以前は非力な印象が強かった省電力向けプロセッサ。近頃では着実に進化を遂げ、Intel Braswell以降ではWebブラウジングやオフィスアプリなど、ライトな作業であればそれほどストレスなくこなすことができるようになった。だが、依然としてデスクトップ向けCPUとの溝は大きく、特にGPUの性能が重要になるアプリケーションやゲームではその傾向が顕著だ。
デスクトップ向けローエンドを超えるグラフィックス性能を実現したBIOSTAR「A68N-5745」。省電力モデルとしては拡張性も良好なことから、幅広い用途で利用できる |
しかし今回検証したBIOSTAR「A68N-5745」では、Radeon HD 8610Gを内蔵する「A10-5745」を採用することで、その弱点を克服。

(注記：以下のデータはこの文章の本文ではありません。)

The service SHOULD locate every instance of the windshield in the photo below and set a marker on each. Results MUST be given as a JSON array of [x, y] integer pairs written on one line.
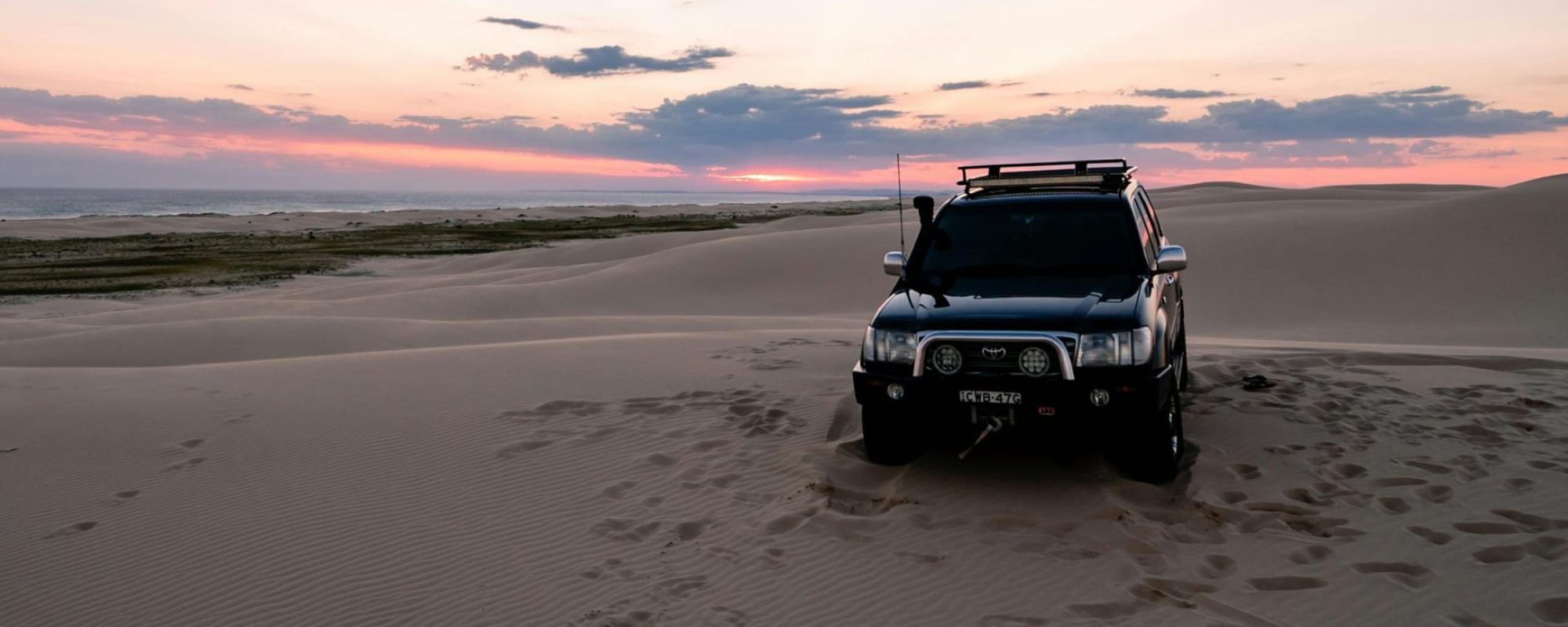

GPU性能は、ローエンドながらデスクトップ版Skylakeを上回り、設定次第ではフルHD解像度でも3Dゲームをプレイできるレベルまで引き上げられている。
またこのクラスでは珍しいRAID対応のSATA3.0(6Gbps)ポートや、デュアルチャネル対応のDDR3スロット、計4ポートのUSB3.0など拡張性も良好。CPU性能に過度の期待は禁物だが、これまでの省電力プラットフォームとは一線を画するPCを構築することができるだろう。